In ihrer Begrüssung freut sich Stadträtin Ariane Wenger, dass prominente Politiker aus St. Gallen, Zürich und Langenthal den weiten Weg an den Bodensee gefunden hatten. Reto Müller, Stadtpräsident von Langenthal, ist für seine Stadt mit dem Wakker-Preis ausgezeichnet worden. Nicht wegen des Ortsbildes, sondern wegen der Steuerung der Stadtentwicklung und Wohnqualität. Wie in Rorschach sind in der Berner Kleinstadt durch den Auszug von Industrien Brachen entstanden, die grosse Investoren anzogen, wie Müller erklärt. Es habe jahrelange, hartnäckige Verhandlungen und manches klare Nein des Stadtrates gebraucht, bis die Investoren gewillt waren, auf die Bedürfnisse der Einwohner und die Wünsche der Stadt für preisgünstige Wohnungen in neuen Quartieren einzugehen und ihre Renditevorstellungen zurückzuschrauben. Nötig sei ein beidseitiges Verständnis für Wohnen und Arbeiten in der Stadt, sagt Müller.

Rorschachs öffentliches Seeufer – ein Kapital

André Odermatt, Stadtrat von Zürich und Vorsteher des Hochbaudepartements, erlebte auch in der grössten Stadt der Schweiz den Verlust von Industrien und Einwohnern. «Dann wurden die Industriebrachen von Investoren mit Wohnbauten aufgefressen», stellt er fest. Eine Investorenstadt sei jedoch keine gute Stadt. Der Zwang zur Rendite verhindere zahlbare Wohnungen. Nun wird Zürich aber von Familien überrannt; es ist im Trend, wieder in die Stadt zu ziehen. Der aktuelle Babyboom wird die Stadt zum Bau von 14 Schulhäusern zwingen. Eine Wohnstadt brauche «weiterhin Industrieland und Grünflächen», sagt Odermatt. Ermunternd war seine Aussage, dass Zürichs öffentliches Seeufer Einwohner anziehe und Rorschach ja das gleiche Kapital besitze. Ebenfalls interessant mit Blick auf Rorschach: Die Stadt Zürich setzt für den Bau von erschwinglichen Wohnungen vor allem auf Genossenschaften.

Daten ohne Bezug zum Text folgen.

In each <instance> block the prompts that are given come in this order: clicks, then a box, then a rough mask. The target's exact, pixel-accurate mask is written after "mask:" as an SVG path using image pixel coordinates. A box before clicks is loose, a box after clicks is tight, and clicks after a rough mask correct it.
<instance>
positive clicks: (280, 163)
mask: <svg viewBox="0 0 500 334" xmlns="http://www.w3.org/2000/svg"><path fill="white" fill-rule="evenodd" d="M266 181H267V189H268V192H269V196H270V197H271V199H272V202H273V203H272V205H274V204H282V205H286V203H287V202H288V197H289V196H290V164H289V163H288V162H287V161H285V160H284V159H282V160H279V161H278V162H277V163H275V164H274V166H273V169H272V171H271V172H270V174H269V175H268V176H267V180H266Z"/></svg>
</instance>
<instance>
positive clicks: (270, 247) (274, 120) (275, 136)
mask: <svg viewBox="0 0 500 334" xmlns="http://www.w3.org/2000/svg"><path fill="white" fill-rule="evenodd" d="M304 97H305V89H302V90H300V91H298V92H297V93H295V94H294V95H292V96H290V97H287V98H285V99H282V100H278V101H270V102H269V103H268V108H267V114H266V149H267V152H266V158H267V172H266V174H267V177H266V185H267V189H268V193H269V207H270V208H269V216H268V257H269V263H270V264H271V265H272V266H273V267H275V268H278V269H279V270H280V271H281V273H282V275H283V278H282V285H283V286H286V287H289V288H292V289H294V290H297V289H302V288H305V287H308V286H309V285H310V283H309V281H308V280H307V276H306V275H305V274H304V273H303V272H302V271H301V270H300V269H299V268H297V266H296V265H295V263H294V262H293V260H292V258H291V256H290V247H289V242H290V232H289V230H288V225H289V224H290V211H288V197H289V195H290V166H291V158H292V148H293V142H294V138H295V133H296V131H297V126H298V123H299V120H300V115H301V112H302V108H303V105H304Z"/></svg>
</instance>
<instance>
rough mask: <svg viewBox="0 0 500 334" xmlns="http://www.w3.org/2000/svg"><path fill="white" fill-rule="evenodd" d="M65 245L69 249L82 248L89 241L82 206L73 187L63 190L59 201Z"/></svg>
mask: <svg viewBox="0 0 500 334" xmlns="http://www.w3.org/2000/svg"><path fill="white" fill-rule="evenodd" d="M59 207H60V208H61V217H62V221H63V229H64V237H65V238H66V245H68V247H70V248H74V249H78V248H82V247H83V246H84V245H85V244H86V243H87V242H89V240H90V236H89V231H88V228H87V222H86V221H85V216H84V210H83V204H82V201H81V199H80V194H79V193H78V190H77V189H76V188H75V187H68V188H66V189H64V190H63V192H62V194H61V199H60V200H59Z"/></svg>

Maria Pappa, St. Galler Stadträtin und Direktorin Planung und Bau, überrascht mit einer Erklärung in eigener Sache: «Man hat sich nach meiner Wahl vor zwei Jahren gewundert: Wie kann das gut gehen mit einer gelernten Sozialpädagogin?» Ihre Ausbildung aber habe sie befähigt, so Pappa, Lösungen im Dialog zu finden. Das Gespräch mit allen Beteiligten bei der Überbauung eines Gebiets oder im aktuellen Fall der Gestaltung des Marktplatzes könne nur durch Abwägung aller Meinungen zu befriedigenden Lösungen führen. Allen recht tun kann man nie, aber im Einbeziehung der Bevölkerung könne ein mehrheitliches Einverständnis gefunden werden.

Gemeindegrenzen würden Entwicklung verhindern

Als Letzter auf dem Podium betonte Guido Etterlin, dass es wieder gelingen sollte, Wohnen und Arbeiten einander näher zu bringen. Die Stadtentwicklung sei immer im Kontext zur Entwicklung unserer Region zu sehen. Langfristig behinderten die Gemeindegrenzen die regionale Entwicklung, erklärt Etterlin. Alle drei Gemeinden müssten aufeinander zugehen. Die Verdichtung mit gesichtslosen Bauten ohne Grünflächen habe Grenzen. Und es könne nicht das Ziel sein, die Bevölkerung auf 14000 Einwohner zu forcieren.